You are not alone @courteousLunch82. I experience the exact same thing from people. When i am always there for people when they need me i never get any reciprocation back. That is why it is important to stay emotionally independent. I understand its easier said than done but we are all here to support each other
I am jay.. I have lived with depression for as long as I can remember, got worse as I became an adult, then went through 2 horrible marriages, 1 scary divorce and I think I have finally linked all my depression, anxiety to a verbally abusive mother, a father who was in the house, but not my life. After many chaotic years, I now have complex trauma, but I am still here, so it's all good, mostly..
@jr50 Hi Jay,
Browsing community and saw your post.
How are you doing?
@jr50
Hi Jay, thanks for sharing! I'm sorry to hear you've gone through such a hard time. I'm glad that you are able to see the positive through it. You are still here and still standing! Thats important to remember to keep yourself going. These challenges will make you a stronger person. Dont give up! Let's get through this together! Stay safe and God bless!
@jr50 I am happy to see how strong you are... Quite interesting.. also I am sorry for all the trauma you went through.. but it might have made you stronger..and congratulations for being better day by day..feel free to talk if you feel like talking or sharing anything...take care :)
Hello, I am new here. Struggled with depression and anxiety my whole life. Difficult to stay positive and feeling good about myself. For the last 12 years I have become vision impaired/legally blind. I would love to get to know others and offer any support possible. Looking forward to getting to know other members.
I've been having alot of issues lately and I just want to be accepted and loved but the last time I tried to hug the very person I call my 'safeplace' she pushed me away telling me I was being too clingy
@gentleThinker8969 hi there,
we all need a hug every once in a while and it's not clingy nor too clingy π
Just some are honest enough to acknowledge the basic need, some others are comfortable enough to show it, some others are generous enough to give when they're not the one in need.

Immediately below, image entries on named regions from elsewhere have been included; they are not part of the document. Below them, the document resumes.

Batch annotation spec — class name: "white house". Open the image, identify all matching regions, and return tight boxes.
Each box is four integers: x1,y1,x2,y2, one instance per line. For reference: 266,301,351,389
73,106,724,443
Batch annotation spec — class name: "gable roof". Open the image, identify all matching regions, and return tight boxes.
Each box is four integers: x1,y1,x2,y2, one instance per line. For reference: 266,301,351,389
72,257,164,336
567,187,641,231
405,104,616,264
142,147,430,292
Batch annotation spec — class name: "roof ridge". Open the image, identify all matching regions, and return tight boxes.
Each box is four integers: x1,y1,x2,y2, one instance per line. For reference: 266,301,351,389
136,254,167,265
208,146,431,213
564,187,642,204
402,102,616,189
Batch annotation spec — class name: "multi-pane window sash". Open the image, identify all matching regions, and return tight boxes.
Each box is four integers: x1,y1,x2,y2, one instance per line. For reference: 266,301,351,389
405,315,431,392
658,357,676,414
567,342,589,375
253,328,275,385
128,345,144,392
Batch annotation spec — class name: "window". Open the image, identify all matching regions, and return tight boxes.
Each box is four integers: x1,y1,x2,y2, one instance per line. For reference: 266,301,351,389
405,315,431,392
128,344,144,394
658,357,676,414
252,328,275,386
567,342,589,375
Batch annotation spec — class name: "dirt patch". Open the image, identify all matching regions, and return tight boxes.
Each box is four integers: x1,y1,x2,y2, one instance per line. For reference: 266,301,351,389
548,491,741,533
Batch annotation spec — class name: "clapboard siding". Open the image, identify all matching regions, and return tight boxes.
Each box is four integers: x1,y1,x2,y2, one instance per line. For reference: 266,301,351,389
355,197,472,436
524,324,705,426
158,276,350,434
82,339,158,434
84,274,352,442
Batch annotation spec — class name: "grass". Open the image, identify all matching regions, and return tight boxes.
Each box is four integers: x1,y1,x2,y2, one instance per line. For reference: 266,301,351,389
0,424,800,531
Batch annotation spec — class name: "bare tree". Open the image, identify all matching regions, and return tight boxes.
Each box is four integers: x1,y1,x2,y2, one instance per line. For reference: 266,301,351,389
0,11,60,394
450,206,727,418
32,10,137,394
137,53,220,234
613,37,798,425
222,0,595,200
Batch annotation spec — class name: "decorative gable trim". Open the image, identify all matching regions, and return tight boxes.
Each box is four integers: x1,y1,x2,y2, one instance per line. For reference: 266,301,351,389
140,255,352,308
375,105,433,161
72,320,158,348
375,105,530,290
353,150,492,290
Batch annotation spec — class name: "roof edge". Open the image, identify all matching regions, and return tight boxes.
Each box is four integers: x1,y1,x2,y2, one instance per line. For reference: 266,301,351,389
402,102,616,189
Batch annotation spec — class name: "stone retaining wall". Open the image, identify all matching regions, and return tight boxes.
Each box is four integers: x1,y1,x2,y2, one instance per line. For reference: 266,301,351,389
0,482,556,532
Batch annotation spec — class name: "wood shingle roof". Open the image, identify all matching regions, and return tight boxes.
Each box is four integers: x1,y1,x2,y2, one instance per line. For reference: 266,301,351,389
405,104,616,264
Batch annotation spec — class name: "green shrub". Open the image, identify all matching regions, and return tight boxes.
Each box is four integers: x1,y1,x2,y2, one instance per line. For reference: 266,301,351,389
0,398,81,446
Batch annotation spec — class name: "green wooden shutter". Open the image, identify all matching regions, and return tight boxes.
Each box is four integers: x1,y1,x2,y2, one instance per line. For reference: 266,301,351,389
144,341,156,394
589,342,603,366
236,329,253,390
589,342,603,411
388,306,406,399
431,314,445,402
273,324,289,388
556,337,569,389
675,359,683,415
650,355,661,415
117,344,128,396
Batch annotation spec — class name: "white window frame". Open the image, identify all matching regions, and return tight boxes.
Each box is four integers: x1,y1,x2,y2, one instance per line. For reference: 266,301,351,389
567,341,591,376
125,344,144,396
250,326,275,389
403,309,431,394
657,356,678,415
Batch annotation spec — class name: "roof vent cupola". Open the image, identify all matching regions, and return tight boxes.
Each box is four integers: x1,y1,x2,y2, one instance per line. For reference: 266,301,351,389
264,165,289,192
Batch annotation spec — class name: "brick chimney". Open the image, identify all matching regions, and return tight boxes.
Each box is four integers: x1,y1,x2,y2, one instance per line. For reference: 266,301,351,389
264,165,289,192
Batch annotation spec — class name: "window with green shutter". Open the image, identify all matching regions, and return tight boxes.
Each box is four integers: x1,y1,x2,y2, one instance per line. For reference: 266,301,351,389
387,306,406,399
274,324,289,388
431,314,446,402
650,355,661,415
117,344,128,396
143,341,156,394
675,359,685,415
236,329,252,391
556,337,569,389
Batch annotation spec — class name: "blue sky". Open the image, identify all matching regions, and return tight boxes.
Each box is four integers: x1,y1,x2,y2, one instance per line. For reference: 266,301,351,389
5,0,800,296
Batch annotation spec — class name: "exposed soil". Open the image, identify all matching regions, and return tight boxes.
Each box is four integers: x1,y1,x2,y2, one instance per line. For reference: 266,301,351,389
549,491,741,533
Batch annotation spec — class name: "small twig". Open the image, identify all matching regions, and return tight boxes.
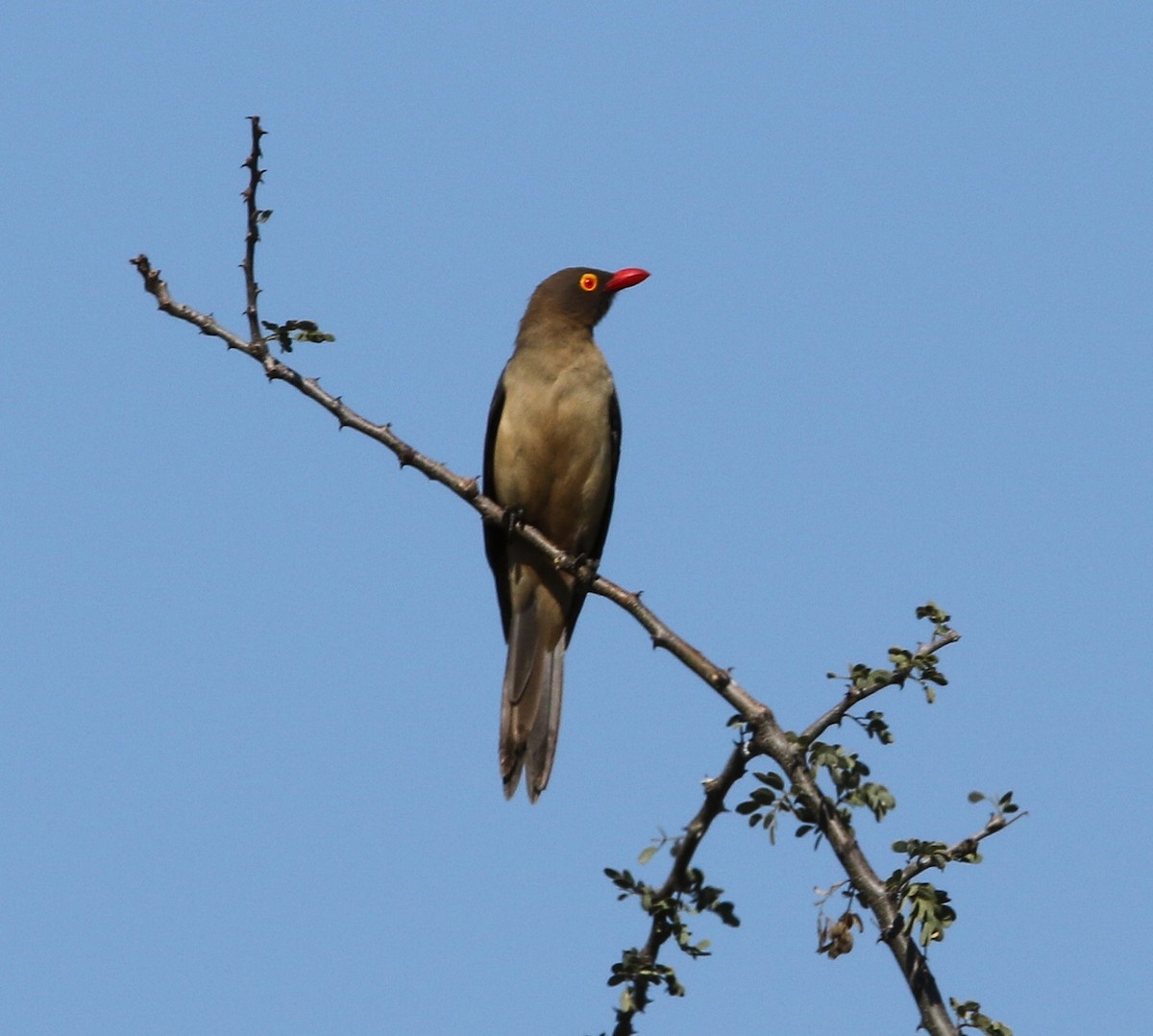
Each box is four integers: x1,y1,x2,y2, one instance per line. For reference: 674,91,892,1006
890,810,1028,888
612,741,750,1036
801,629,961,743
240,115,267,352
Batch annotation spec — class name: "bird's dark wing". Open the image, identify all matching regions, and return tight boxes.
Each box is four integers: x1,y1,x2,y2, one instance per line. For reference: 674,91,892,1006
565,389,621,640
483,372,512,640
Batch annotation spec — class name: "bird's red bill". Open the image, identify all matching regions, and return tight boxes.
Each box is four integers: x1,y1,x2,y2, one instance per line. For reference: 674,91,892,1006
604,266,648,292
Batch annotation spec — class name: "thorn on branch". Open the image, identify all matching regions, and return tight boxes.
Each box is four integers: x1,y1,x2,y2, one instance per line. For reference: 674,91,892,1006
709,669,732,691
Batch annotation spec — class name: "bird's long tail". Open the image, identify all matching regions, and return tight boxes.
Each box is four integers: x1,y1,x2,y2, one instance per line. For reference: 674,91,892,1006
501,586,567,802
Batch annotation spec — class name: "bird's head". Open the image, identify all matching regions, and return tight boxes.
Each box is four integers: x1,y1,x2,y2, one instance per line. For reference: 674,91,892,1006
523,266,650,328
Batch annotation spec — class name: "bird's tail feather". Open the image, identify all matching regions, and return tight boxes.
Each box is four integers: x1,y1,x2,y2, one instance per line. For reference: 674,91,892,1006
501,589,566,802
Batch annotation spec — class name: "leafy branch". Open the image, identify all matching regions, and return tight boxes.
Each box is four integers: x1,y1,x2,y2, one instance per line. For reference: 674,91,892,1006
132,116,1017,1036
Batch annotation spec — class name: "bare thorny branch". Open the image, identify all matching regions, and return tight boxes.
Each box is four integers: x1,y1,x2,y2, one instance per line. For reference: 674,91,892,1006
132,116,1016,1036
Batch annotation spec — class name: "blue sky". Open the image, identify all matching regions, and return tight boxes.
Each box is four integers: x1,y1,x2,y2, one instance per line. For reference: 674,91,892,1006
0,0,1153,1036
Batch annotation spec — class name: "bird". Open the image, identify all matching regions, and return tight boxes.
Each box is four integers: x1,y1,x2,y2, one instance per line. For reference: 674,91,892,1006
483,266,650,802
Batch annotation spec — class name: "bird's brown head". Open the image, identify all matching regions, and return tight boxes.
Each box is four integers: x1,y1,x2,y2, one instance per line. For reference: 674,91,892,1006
521,266,650,329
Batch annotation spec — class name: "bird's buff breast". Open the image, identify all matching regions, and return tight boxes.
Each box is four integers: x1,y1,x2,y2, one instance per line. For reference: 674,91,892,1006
494,361,612,552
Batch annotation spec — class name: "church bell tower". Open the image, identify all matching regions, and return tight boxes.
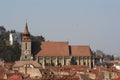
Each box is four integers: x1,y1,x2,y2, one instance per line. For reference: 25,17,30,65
20,23,33,61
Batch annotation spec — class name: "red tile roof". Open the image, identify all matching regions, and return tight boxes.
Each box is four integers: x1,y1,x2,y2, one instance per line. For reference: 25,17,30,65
71,46,91,56
23,23,29,34
37,42,69,56
8,74,22,80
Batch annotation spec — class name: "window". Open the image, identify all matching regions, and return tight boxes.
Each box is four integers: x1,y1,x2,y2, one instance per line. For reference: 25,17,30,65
25,43,27,49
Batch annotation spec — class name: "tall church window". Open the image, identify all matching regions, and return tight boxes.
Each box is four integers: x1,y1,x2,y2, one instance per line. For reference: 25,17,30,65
25,43,27,49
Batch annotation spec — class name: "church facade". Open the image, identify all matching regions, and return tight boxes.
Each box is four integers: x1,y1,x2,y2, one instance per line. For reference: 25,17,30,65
20,24,94,68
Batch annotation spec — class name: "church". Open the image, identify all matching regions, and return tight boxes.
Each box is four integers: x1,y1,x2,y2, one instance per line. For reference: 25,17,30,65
14,23,94,68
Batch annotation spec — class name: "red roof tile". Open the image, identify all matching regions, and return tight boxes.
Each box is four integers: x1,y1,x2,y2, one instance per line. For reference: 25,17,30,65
37,42,69,56
71,46,91,56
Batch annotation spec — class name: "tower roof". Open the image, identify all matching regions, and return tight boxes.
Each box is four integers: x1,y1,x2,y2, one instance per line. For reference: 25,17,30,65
23,23,29,34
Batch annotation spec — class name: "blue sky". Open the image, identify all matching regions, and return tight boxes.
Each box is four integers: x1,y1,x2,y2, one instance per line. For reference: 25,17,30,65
0,0,120,55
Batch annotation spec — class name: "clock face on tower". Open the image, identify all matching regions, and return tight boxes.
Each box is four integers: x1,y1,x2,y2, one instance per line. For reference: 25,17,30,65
24,50,29,55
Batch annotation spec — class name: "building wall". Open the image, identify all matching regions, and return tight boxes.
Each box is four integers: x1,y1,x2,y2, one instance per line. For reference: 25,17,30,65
38,57,94,68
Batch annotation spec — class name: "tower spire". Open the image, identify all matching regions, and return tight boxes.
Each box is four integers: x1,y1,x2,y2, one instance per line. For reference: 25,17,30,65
23,22,29,34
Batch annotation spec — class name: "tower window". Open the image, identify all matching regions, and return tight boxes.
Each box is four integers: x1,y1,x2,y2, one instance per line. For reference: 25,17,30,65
25,43,27,49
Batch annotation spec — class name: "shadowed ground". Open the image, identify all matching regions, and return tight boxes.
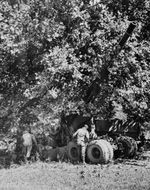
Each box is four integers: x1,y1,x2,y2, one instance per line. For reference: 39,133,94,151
0,160,150,190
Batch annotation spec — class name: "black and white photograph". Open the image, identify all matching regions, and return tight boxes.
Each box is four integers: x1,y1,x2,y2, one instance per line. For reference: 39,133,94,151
0,0,150,190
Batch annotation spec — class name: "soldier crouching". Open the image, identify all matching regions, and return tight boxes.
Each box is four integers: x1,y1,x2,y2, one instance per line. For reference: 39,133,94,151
73,125,89,164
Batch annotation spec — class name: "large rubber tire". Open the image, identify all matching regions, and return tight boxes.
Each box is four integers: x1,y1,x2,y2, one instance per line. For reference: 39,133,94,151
67,141,81,162
101,139,114,161
87,140,109,164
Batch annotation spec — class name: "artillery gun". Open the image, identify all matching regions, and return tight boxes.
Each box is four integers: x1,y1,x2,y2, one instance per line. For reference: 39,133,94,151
35,22,140,163
53,22,140,163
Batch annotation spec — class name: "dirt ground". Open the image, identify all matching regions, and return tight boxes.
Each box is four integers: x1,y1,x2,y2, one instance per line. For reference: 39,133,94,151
0,155,150,190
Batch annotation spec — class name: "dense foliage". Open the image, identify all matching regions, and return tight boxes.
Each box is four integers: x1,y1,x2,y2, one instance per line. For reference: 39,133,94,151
0,0,150,131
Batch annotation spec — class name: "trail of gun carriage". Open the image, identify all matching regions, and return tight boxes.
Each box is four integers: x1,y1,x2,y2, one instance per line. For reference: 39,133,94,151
0,0,150,190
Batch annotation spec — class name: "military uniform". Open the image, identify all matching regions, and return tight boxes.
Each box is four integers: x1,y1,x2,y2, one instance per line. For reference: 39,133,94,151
73,126,89,163
90,124,97,140
22,131,37,160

And some others just too scared, too awkward or not sensitive enough to know it can mean so much to someone.
π€ sending hugs your way π€
I can undertsand how people are feeling, like most people, I have been struggling with a few things (work and the current world situation) but I could always rely on my small group of friends, now, I am not sure. We used to meet every Tuesday and/or Friday game or just chat, now, nothing. Seems like I have wasted my time and money doing what other people want only to be abandoned.
@rechnin
Hi there I have been struggling too with all this but always had anxiety. At present I'm struggling with that and depression. Are you from UK? Much love to you it is a very sad and lonely place to be this world right now xx
@Nwbie10
Sorry for the late reply.
Yes, I am in the UK. Thanks for the best wishes and hope your situiation get better soon.